A data source is the defined origin of data that a system, report, or analysis uses. In industrial and regulated manufacturing environments, it describes where the data comes from, how it is accessed, and which system or device is considered the authoritative provider of that data.
What a data source includes
In operations and manufacturing, a data source commonly refers to:
- A specific IT or OT system, such as an MES, ERP, QMS, PLM, historian, SCADA system, CMMS, or LIMS
- A particular database, schema, table, or view used for reporting (for example, a production orders view in the MES database)
- A defined interface or feed, such as an API endpoint, OPC UA server, message queue, or file drop location
- A measurement or collection point, such as a test stand, machine controller, sensor network, or inspection station that generates structured data
The term also implies configuration details that allow systems to connect to and interpret the data, such as connection parameters, credentials, and data models or tags.
What a data source is not
- It is not the data set itself, but the origin from which data sets are retrieved.
- It is not the business rule or KPI definition, although those rules specify which data sources they rely on.
- It is not necessarily the physical equipment alone; it is the combination of equipment plus the defined interface that makes it a usable source.
Operational use in manufacturing and quality
In practice, a data source is specified whenever plants define KPIs, integration flows, or audit trails.

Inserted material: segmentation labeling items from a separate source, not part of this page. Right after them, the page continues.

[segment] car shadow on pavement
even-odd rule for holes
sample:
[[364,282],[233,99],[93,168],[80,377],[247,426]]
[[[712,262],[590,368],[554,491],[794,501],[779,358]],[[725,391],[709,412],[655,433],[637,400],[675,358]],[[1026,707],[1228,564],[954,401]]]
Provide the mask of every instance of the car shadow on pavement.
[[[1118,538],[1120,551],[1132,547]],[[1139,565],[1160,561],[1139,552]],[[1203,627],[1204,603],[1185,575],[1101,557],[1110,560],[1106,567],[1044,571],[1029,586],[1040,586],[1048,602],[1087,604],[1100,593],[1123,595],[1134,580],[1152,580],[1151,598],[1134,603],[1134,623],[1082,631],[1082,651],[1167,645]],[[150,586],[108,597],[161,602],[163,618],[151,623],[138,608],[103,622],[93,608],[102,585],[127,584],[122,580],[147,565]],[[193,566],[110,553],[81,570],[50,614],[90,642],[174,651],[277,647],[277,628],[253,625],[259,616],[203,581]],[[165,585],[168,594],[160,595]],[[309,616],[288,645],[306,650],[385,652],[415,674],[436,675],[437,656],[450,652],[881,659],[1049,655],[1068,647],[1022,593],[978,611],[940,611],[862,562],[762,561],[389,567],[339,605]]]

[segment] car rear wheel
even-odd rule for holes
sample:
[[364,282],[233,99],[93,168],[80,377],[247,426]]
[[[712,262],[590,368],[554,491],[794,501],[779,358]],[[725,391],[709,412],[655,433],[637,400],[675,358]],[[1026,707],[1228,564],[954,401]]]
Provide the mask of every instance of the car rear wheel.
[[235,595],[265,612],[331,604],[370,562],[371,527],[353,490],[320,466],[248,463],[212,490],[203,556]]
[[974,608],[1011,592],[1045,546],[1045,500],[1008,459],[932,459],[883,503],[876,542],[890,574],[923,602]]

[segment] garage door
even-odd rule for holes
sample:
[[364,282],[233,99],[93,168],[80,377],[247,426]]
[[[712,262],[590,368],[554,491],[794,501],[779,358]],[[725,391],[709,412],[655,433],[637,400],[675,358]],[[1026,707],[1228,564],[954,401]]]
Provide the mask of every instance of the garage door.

Examples include:
- Defining OEE or ISO 22400 KPIs based on a specific MES event log as the data source for run time, stop time, and quantities produced
- Stating that the ERP production order table is the data source for planned quantities and required dates
- Using a calibrated measurement system as the data source for dimensional inspection results in an FAI or AS9102 report
- Declaring the plant historian as the data source for environmental or process parameters required for traceability
Clear identification of data sources supports data lineage, change control, and repeatable calculations. In contracts or specifications, especially in regulated sectors, parties often list data sources for each metric so that results can be reproduced and audited.
Common confusion
- Data source vs. system of record: A system of record is the authoritative system for a specific type of information. A data source is any origin a report or interface reads from, which might or might not be the system of record.
- Data source vs. interface: An interface (such as an API or file format) is the technical mechanism used. A data source is the combination of system, interface, and defined location that provides the data.
- Data source vs. dataset: A dataset is a particular extracted set of values, often stored or exported. The data source is where those values were originally obtained.
Relation to contracts and KPI definitions
When suppliers and customers formalize KPIs, such as those aligned with ISO 22400, they typically specify the data source for each metric. For example, a contract might define that on-time delivery is calculated using shipment dates from the ERP system as the data source, while machine availability is calculated using event logs from the MES. This common language reduces ambiguity in how metrics are calculated and validated across different plants and systems.